6. Remember the Pepsodent toothpaste back then that came in easily squeezed lead tubes and sometimes when you smooshed it onto your toothbrush there would be streaks of gray?

7. Perhaps it was that my Dad was a science teacher and he would bring home mercury so we could play with it with our bare hands and observe its liquidness on our kitchen table?

8. In the middle of winter when garden vegetables were not available and frozen vegetables had not yet made their debut at the grocery stores, remember how we would eat all sorts of things out of "tin" cans made of who knows what melange of toxic metals?

9. And what about our little toys including soldiers and brightly painted trinkets with undoubtedly lead-based paint? Or the tinsel on the Christmas tree all silvery and shiny?

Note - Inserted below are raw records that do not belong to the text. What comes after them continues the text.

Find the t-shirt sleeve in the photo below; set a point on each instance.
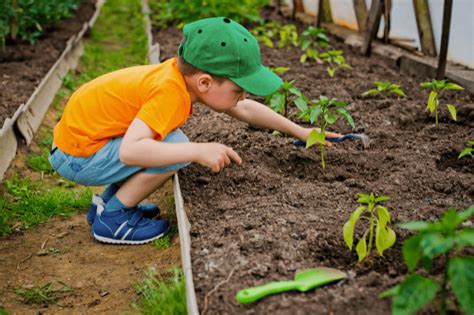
(164, 110)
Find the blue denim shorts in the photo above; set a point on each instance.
(104, 167)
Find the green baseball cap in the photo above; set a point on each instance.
(223, 47)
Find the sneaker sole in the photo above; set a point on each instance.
(126, 242)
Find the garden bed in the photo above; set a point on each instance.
(23, 66)
(279, 212)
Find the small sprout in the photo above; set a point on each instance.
(436, 87)
(283, 97)
(384, 236)
(321, 113)
(467, 150)
(445, 238)
(336, 61)
(385, 88)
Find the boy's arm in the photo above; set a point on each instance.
(258, 114)
(139, 148)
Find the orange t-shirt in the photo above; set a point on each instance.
(105, 107)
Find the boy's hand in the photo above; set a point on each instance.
(216, 156)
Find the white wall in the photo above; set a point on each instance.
(403, 24)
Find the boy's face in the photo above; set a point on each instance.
(220, 97)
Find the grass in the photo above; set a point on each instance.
(44, 294)
(162, 295)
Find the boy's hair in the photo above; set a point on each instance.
(188, 69)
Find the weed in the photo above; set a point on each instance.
(385, 88)
(384, 236)
(436, 87)
(44, 294)
(323, 112)
(336, 61)
(444, 238)
(467, 150)
(160, 295)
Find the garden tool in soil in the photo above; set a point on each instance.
(304, 281)
(356, 136)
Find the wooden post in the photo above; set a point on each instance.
(386, 16)
(324, 13)
(373, 23)
(443, 52)
(425, 30)
(361, 14)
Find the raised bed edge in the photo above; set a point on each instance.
(183, 222)
(29, 120)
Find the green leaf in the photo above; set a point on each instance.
(361, 248)
(315, 137)
(435, 244)
(414, 293)
(432, 101)
(461, 275)
(452, 111)
(454, 87)
(344, 113)
(348, 229)
(412, 252)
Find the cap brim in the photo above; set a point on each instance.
(262, 82)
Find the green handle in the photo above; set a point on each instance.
(250, 295)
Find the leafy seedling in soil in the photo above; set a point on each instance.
(45, 294)
(443, 239)
(322, 112)
(385, 88)
(467, 150)
(378, 217)
(437, 87)
(336, 61)
(309, 41)
(283, 97)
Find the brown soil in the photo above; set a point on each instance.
(279, 212)
(23, 66)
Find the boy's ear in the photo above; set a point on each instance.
(204, 82)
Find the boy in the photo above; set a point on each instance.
(122, 129)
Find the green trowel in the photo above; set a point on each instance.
(304, 281)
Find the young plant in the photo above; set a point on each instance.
(310, 39)
(467, 150)
(323, 112)
(436, 87)
(336, 61)
(378, 218)
(385, 88)
(283, 97)
(445, 239)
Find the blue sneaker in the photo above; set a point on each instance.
(127, 226)
(150, 210)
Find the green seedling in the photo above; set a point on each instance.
(467, 150)
(322, 112)
(288, 36)
(385, 88)
(336, 61)
(283, 97)
(444, 239)
(44, 294)
(436, 87)
(378, 217)
(310, 39)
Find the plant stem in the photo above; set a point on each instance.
(322, 155)
(371, 235)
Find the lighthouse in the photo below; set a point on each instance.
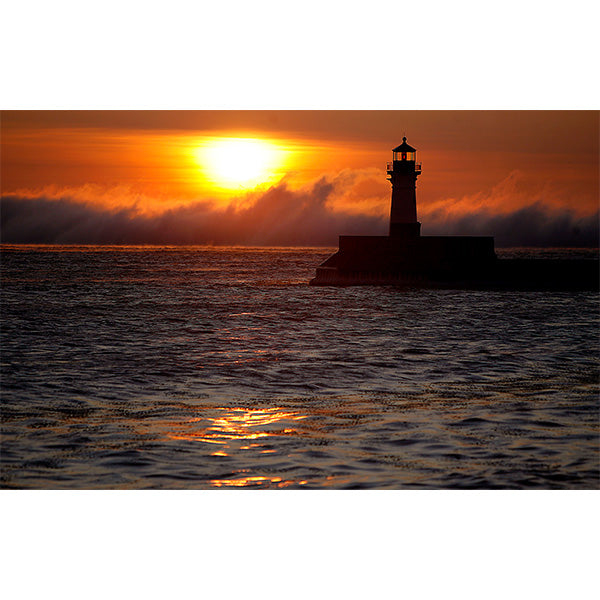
(402, 173)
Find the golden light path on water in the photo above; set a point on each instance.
(232, 430)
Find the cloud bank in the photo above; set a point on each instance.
(312, 216)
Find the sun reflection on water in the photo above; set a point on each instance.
(236, 425)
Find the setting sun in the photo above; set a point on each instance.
(234, 163)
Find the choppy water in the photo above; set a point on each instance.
(201, 368)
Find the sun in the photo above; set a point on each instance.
(239, 163)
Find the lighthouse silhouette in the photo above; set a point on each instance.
(402, 173)
(406, 258)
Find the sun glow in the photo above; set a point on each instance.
(234, 163)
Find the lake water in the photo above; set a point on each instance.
(201, 367)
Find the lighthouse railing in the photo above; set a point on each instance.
(390, 166)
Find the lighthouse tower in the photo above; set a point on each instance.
(402, 173)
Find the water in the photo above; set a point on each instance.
(220, 367)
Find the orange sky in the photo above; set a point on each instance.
(498, 161)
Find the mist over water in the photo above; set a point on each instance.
(199, 367)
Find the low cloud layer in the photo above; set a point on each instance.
(312, 216)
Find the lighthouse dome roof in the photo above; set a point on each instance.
(404, 147)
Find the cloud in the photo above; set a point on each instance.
(348, 203)
(278, 216)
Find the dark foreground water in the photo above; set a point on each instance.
(201, 368)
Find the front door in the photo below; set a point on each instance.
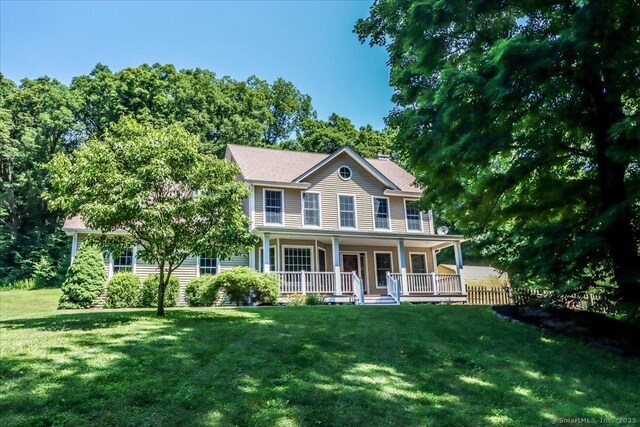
(351, 263)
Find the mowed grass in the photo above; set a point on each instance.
(399, 365)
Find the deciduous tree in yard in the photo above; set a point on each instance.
(523, 118)
(153, 183)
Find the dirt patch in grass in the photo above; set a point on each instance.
(595, 328)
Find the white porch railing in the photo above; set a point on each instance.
(320, 283)
(448, 283)
(303, 282)
(430, 283)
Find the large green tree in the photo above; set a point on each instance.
(154, 184)
(523, 120)
(328, 136)
(37, 120)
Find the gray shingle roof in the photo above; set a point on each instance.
(268, 164)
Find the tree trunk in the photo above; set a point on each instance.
(11, 205)
(161, 288)
(618, 231)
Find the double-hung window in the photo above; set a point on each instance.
(124, 262)
(347, 206)
(273, 207)
(311, 209)
(297, 259)
(381, 213)
(272, 259)
(208, 265)
(413, 215)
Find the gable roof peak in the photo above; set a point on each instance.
(358, 158)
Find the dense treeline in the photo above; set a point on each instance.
(42, 117)
(523, 118)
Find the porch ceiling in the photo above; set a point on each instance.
(350, 238)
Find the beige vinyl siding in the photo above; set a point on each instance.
(81, 238)
(428, 255)
(362, 185)
(327, 182)
(184, 273)
(237, 261)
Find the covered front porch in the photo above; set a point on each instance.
(361, 268)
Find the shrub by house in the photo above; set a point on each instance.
(85, 279)
(246, 286)
(123, 291)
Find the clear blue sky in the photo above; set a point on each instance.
(308, 43)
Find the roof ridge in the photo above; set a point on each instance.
(255, 147)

10. Yes, the culprit in my house? My Dad made his own lead sinkers for fishing. He had molds of all different sizes and the lead would melt in a small ladle on the kitchen stove in our small house with the low ceilings. On the kitchen table, he would pour the melted lead into the molds all while little Janet watched....and breathed......and watched as he opened the molds and then I would play with the bright new shiny sinkers of all different sizes with my bare hands.

Yep, the dangers of lead and the connection to learning disabilities and lower IQ's in children has been clearly established.

Who knows? If I had had a different childhood, I might be giving Hillary a little competition. Oh, wait a minute. Maybe it doesn't matter. I wonder if Barbara Bush bought Pepsodent toothpaste for her kids? I bet that's it.